Dolfin Swim of the Week: Erika Brown’s 53.42 in 100 Free

Disclaimer: Dolfin Swim of the Week is not meant to be a conclusive selection of the best overall swim of the week, but rather one Featured Swim to be explored in deeper detail. The  Dolfin Swim is an opportunity to take a closer look at the context of one of the many fast swims this week, perhaps a swim that slipped through the cracks as others grabbed the headlines, or a race we didn’t get to examine as closely in the flood of weekly meets.

Last summer, Erika Brown was the 6th-best American woman in the 100-meter free, on the very edge of Olympic qualifying.

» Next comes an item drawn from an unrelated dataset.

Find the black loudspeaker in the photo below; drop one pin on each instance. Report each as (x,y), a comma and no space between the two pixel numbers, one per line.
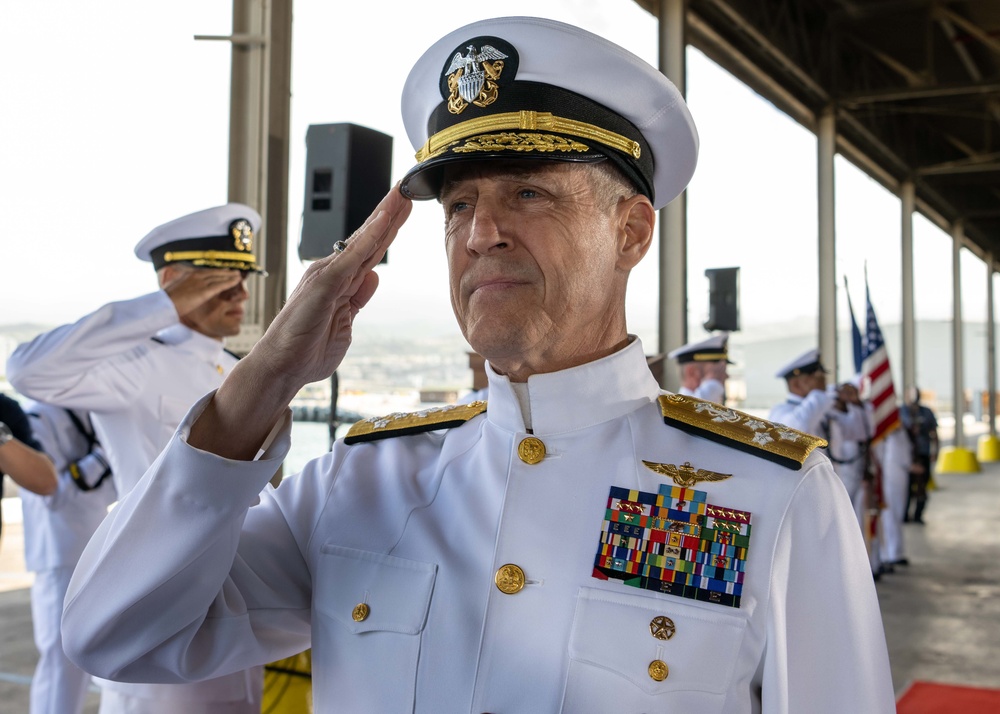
(347,174)
(723,299)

As of this month, she’s a U.S. Open champion and the fastest American this season.

The 21-year-old Brown beat world champ Simone Manuel head-to-head for U.S. Open gold, taking seven tenths of a second off her best time and giving Team USA another potentially 52-second leg for its 4×100 free relay come Tokyo.

Brown is still just figuring out this event. In June of 2018, she went 54.52, dropping 1.7 seconds off a lifetime-best that she hadn’t matched since 2014 Junior Nationals. Last summer, she surged even further to 54.13 at U.S. Nationals. And this winter, Brown added a 53.42 that ranks #1 among Americans this season, displacing a 53.44 from Manuel at the Greensboro Pro Swim Series.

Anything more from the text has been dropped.